1) find the pencil of planes containg $O,P$
To do this, we just have to find two planes, not parallel to each other, and passing through those points. We can take for instance a plane parallel to the $z$ axis and passing through the projections of the points on $x,y$ plane: $\pi_1\; :\; 2x-y=0$ . Same way, a plane parallel to $y$ axis: $ \pi_2 \; : \; 3x-z=0$.
So the pencil is $0=\mu \pi_1 + \lambda \pi_2=(2\mu +3\lambda) x -\mu y - \lambda z$.

2)find a plane in the pencil, parallel to the given line
Just take two points on the line, the vector defined by the corresponding segment (in your case it is already given)and impose that it be normal to the normal of the pencil.
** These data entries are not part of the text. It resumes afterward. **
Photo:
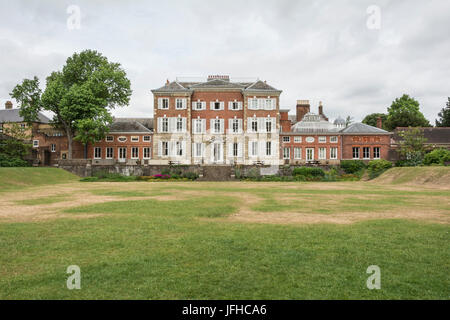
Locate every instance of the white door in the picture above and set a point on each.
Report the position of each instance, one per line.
(122, 154)
(309, 154)
(217, 152)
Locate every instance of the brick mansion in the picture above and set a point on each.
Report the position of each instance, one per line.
(216, 122)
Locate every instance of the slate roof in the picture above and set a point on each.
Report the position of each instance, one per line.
(433, 135)
(173, 86)
(176, 86)
(146, 122)
(363, 128)
(12, 115)
(125, 126)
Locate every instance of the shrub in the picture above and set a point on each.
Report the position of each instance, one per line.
(306, 171)
(254, 173)
(161, 176)
(352, 166)
(437, 156)
(377, 167)
(12, 162)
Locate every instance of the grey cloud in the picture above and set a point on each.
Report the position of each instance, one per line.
(317, 50)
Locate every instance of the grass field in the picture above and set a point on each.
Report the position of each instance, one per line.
(234, 240)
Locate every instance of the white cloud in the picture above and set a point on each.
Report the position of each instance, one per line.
(317, 50)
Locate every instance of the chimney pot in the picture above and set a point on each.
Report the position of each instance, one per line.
(302, 108)
(379, 122)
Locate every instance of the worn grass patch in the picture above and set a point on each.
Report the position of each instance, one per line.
(43, 200)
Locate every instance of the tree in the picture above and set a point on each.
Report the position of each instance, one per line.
(80, 96)
(372, 119)
(14, 146)
(348, 121)
(404, 112)
(444, 116)
(412, 145)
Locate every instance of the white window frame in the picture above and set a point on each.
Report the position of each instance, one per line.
(253, 152)
(133, 149)
(179, 148)
(217, 126)
(180, 101)
(254, 125)
(333, 153)
(164, 125)
(146, 152)
(107, 156)
(96, 151)
(297, 153)
(163, 103)
(268, 148)
(286, 153)
(366, 153)
(268, 125)
(376, 152)
(353, 152)
(322, 153)
(179, 125)
(165, 149)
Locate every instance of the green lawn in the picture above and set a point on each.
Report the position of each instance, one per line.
(189, 248)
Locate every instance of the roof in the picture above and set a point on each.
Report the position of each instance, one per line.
(124, 126)
(173, 86)
(363, 128)
(439, 135)
(257, 86)
(12, 115)
(314, 123)
(146, 122)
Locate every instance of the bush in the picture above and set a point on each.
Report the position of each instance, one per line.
(12, 162)
(306, 171)
(352, 166)
(437, 156)
(190, 175)
(254, 173)
(377, 167)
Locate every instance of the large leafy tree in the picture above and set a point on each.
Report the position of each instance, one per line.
(412, 145)
(372, 119)
(80, 96)
(444, 116)
(405, 112)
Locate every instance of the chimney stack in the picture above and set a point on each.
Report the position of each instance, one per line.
(321, 111)
(379, 123)
(303, 107)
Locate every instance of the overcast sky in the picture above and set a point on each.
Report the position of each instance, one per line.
(316, 50)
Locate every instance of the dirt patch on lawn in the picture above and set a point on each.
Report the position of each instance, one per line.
(342, 218)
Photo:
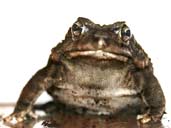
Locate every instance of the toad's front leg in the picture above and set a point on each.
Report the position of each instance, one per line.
(154, 97)
(33, 89)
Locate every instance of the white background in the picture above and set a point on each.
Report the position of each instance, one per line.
(30, 28)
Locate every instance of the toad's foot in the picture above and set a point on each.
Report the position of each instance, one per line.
(145, 118)
(19, 117)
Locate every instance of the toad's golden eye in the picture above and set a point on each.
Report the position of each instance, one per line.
(125, 33)
(77, 30)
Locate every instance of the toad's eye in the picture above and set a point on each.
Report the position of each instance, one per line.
(77, 29)
(125, 33)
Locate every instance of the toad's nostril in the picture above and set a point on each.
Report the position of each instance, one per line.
(101, 43)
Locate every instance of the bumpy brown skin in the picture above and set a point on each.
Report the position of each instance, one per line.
(100, 68)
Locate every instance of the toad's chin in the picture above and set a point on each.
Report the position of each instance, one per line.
(98, 54)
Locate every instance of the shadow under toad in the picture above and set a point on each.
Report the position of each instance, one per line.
(62, 118)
You get a simple homogeneous equation in $\mu,\lambda$. That is $$ \eqalign{ & 2\left( {2\mu + 3\lambda } \right) - ( - 1)\mu - \lambda = 5\mu + 5\lambda = 0\quad \Rightarrow \cr & \Rightarrow \quad \mu = - \lambda \quad \Rightarrow \quad \left\{ \matrix{ \mu = 1 \hfill \cr \lambda = - 1 \hfill \cr} \right. \cr} $$

Therefore the required plane is $$ \pi :\quad - x - y + z = 0 $$ which in fact contains $(0,0,0)$ and $(1,2,3)$ and is parallel to the line because $(2,-1,1) \cdot (-1,-1,1)=0$.
This indicates another way to solve the problem, i.e. the system $$ ax + by + cz = d\;:\quad \left( {\matrix{ 0 & 0 & 0 \cr 1 & 2 & 3 \cr 2 & { - 1} & 1 \cr } } \right)\left( {\matrix{ a \cr b \cr c \cr } } \right) = \left( {\matrix{ d \cr d \cr 0 \cr } } \right) $$